10. The apparatus for signal extraction of audio signal according to claim 9, wherein the operation module searches for the spectral connectivity among the N frames in the chronological order from back to front according to the signal block list of each of the N frames so as to obtain a first connectivity block list of each of the N frames, wherein the first connectivity block list records the spectral index range having the spectral connectivity among the N frames in the chronological order from back to front; and

the operation module searches for the spectral connectivity among the N frames in the chronological order from front to back according to the first connectivity block list of each of the N frames so as to obtain a second connectivity block list of each of the N frames, wherein the second connectivity block list records the spectral index range having the spectral connectivity among the N frames in the chronological order from front to back.

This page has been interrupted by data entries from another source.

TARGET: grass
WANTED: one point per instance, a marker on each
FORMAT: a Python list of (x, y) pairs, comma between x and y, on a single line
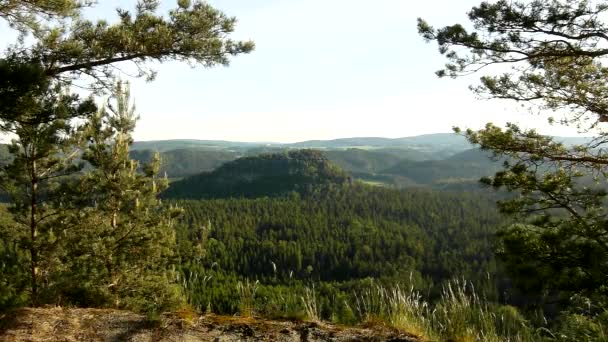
[(460, 314)]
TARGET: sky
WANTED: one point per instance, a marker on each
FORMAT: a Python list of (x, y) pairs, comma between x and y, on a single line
[(322, 69)]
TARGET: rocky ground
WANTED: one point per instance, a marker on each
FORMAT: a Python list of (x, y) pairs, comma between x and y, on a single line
[(61, 324)]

11. The apparatus for signal extraction of audio signal according to claim 10, wherein

the operation module compares the signal block lists of an N^thframe and an (N−1)^thframe so as to obtain the first connectivity block lists of the N^thframe and the (N−1)^thframe; and the operation module compares the first connectivity block list of a j^thframe with the signal block list of a (j−1)^thframe so as to obtain the first connectivity block list of the (j−1)^thframe, wherein j is a positive integer and 2≦j≦N−1; and

the operation module sets the first connectivity block lists of a first frame and a second frame among the N frames as the second connectivity block lists of the first frame and the second frame, respectively; and the operation module compares the second connectivity block list of a k^thframe with the first connectivity block list of a (k+1)^thframe so as to obtain the second connectivity block list of the (k+1)^thframe, wherein k is a positive integer and 2≦k≦N−1.

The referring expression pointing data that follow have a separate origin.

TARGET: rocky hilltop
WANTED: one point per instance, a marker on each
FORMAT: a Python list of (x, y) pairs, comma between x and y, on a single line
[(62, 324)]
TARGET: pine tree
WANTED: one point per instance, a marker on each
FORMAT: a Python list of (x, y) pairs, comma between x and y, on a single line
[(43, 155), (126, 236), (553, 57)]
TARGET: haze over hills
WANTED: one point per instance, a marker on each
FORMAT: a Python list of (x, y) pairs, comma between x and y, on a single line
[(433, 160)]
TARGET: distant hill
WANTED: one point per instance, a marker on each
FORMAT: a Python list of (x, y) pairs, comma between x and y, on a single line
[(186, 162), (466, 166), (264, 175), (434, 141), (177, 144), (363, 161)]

12. The apparatus for signal extraction of audio signal according to claim 10, wherein the operation module performs an OR logical operation for the spectral index ranges recorded in the second connectivity block list being obtained each time according to a number of times that each of the frames is extracted for executing the spectral connectivity operation, so as to obtain a final connectivity block list.

13. The apparatus for signal extraction of audio signal according to claim 12, wherein the operation module obtains the signal including the frames having the spectral connectivity by extracting from the spectral data of each of the frames in a frequency domain according to the spectral index ranges recorded in the final connectivity block list of each of the frames, and determine the signal as the ideal signal.

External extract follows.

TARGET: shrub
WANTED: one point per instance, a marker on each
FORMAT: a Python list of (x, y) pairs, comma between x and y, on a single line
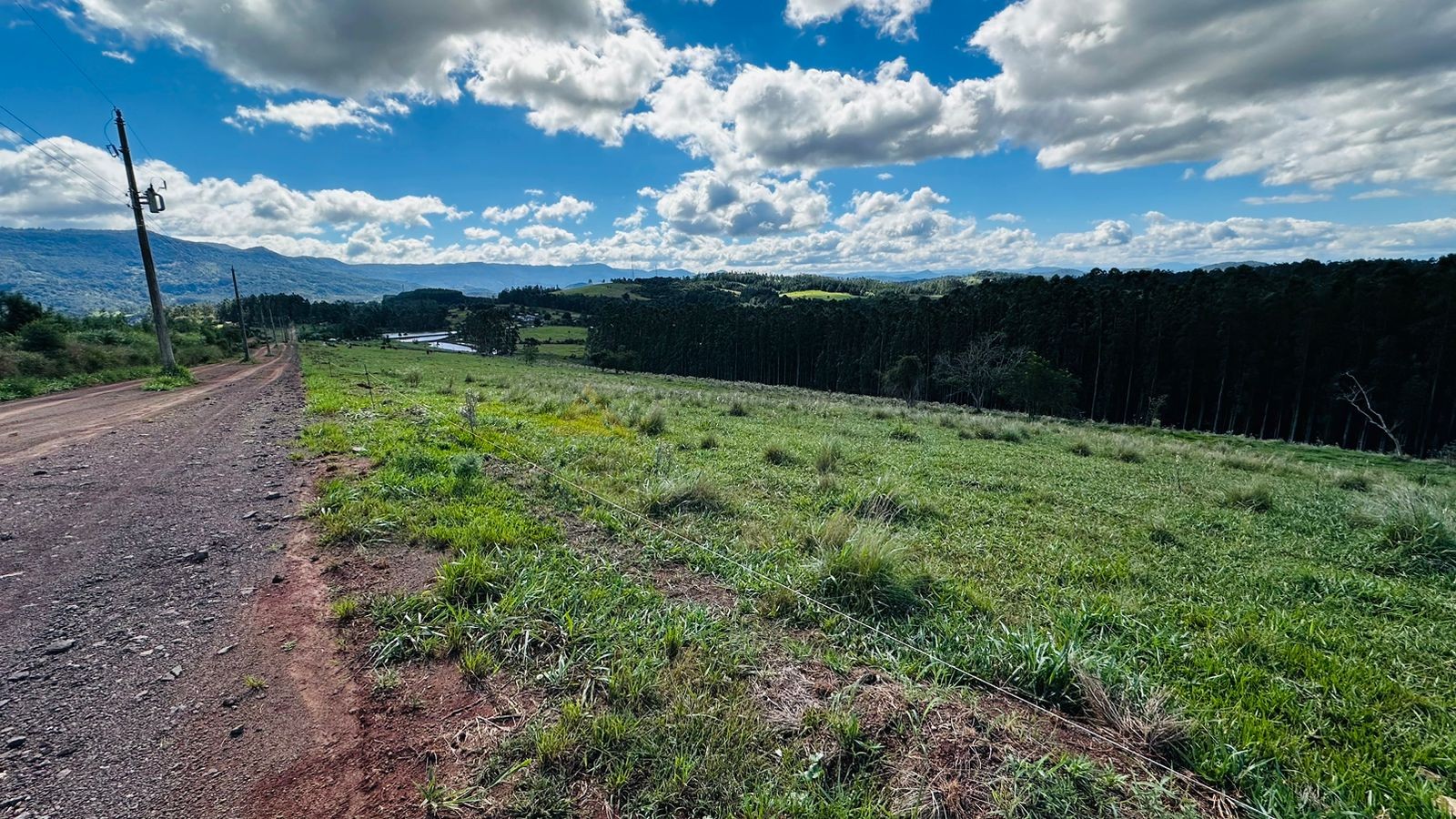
[(868, 573), (827, 457), (692, 493), (1252, 497), (654, 423), (778, 455)]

14. The apparatus for signal extraction of audio signal according to claim 9, wherein the modules further comprise: a background estimation module, wherein

the converting module converts each of the frames into a frequency domain signal;

the background estimation module executes a short time background estimation method for the frequency domain signal of each of the frames so as to obtain an estimated value;

the operation module executes a filtering action for the frequency domain signal based on the estimated value, so as to obtain the spectral data of each of the frames.

15. The apparatus for signal extraction of audio signal according to claim 14, further comprising:

a voice activity detection module, executing a voice activity detection for the frequency domain signal of each of the frames;

wherein the operation module executes the filtering action for the frequency domain signal based on a result of the voice activity detection and the estimated value, so as to obtain the spectral data of each of the frames.